Mr Smith told BBC Radio Scotland’s Good Morning Scotland: “At a UK level and at a Scottish Government level, there has been a failure of leadership, there has been no vision.
“There has been a dishonesty about the inevitable decline in the oil and gas industry, and we haven’t prepared and invested in order for us to capitalise on this opportunity.
“It’s empty political rhetoric and the truth is for the nationalist government in Scotland it hasn’t fitted with their political narrative to talk honestly about the decline and the inevitable
decommissioning in the Scottish North Sea, because the story the Scottish Government has been selling for years is that we’re going to be an oil-rich, independent state.”
He made the comments after Maersk granted a Norwegian port the contract to decommission its Janice platform, with UK firms missing out.
Mr Smith stressed: “It’s not just about this contract, it’s about the whole decommissioning agenda.”
The trade union leader said 60% of the clean-up costs for the North Sea would be footed by the taxpayer in government grants and subsidies.
He added: “What we have in Scotland is the danger that we’re going to have the worst of all worlds, with none of the benefits in terms of jobs and investment but taxpayers are going to foot
the bill and be paying for this long after the oil majors have deserted the North Sea.
“In terms of decommissioning, it’s not just about cutting up old rigs, there’s a huge opportunity in terms of recycling and reselling some of the kit from those rigs.
“But the truth is we are not fit for purpose in Scotland, there’s hasn’t been investment in the yards.”
As a result of this, he said, the country is “not in a position to capitalise on the opportunities it presents”.
In contrast, he said Norway had “properly invested and prepared for a post oil and gas economy, and they are ready for decommissioning and to seize upon the opportunities”.
Mr Smith added: “This is going to go down as another classic missed opportunity both for Scotland and the UK.”
He also criticised Westminster politicians, saying: “The UK Government, understandably to some extent, has been about maximising recovery from the North Sea.
“But what the UK Government has done is doled out massive tax cuts to the oil and gas sector in the North Sea and received no guarantees about clean-up in return and secured no contracts in terms of decommissioning work.
“We, as the UK tax payer, are going to pay to clean up the North Sea, we’re picking up 60% of this cost and we’re entitled to know that we’re going to get some of the jobs and investment back.”
A Scottish Government spokeswoman said: “Scotland is ideally placed to develop infrastructure and supply chain capability for decommissioning opportunities.
“The Scottish Government and Highlands and Islands Enterprise have provided £1.2 million of public support to develop the Dales Voe Quay and additional £628,000 funding for the Deep Water Shetland projects, both of which will enable Scotland to compete in winning contracts for lucrative decommissioning work.
“The UK Government still holds the key fiscal levers and we will continue to press them for fiscal reforms to improve access to decommissioning tax relief and encourage late life asset transfers.

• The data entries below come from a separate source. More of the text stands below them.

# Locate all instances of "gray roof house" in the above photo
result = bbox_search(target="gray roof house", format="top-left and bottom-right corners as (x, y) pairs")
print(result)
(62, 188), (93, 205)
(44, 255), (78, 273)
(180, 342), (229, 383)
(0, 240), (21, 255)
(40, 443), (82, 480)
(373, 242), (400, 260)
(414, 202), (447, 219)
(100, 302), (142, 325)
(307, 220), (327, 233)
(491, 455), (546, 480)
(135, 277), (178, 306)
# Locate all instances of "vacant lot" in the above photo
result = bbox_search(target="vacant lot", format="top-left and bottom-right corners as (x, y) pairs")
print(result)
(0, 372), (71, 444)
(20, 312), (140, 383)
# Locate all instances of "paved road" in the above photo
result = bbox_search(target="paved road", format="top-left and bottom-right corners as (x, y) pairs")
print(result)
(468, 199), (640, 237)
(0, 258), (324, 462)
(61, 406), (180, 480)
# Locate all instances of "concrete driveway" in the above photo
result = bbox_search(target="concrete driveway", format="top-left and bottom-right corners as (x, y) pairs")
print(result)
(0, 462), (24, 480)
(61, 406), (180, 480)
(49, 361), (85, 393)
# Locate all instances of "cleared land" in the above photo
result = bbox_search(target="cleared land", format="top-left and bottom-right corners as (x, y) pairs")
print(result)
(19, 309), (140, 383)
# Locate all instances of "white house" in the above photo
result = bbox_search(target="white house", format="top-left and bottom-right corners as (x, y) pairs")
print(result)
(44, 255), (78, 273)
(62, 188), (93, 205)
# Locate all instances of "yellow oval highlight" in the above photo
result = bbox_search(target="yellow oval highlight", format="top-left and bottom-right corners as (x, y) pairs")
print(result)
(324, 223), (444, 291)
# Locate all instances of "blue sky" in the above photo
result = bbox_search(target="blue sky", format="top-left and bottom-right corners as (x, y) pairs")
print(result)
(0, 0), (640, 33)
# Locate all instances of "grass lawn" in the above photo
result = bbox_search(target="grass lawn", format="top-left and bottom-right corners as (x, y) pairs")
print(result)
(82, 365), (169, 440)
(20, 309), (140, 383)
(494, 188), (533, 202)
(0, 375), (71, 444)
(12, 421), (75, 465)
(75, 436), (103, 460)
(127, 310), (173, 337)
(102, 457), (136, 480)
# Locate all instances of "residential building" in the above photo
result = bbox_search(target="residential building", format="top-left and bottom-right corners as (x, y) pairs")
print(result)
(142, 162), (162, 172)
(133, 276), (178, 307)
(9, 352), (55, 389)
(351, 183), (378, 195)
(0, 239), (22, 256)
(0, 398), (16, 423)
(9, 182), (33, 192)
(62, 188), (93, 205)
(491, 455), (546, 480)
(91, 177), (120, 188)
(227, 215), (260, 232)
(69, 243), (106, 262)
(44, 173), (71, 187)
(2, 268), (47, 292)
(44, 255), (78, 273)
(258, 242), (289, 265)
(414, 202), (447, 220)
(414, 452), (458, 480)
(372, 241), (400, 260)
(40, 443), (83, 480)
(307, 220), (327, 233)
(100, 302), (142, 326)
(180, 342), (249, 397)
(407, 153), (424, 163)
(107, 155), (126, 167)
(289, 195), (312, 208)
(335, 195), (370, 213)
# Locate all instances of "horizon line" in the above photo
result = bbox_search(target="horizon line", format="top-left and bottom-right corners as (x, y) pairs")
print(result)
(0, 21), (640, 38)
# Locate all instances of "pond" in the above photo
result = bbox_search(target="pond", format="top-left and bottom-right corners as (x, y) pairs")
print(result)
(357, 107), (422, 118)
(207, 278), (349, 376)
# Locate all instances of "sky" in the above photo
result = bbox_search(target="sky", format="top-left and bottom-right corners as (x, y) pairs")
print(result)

“This will reduce costs and help our priority of preventing premature cessation of production.
“We are not complacent, though, we continue to work through our enterprise agencies to provide support to the supply chain and actively engage with Scottish ports and harbours so they can take advantage of the opportunities that decommissioning represents and explore the links with the development of other offshore energy opportunities, such as offshore wind.”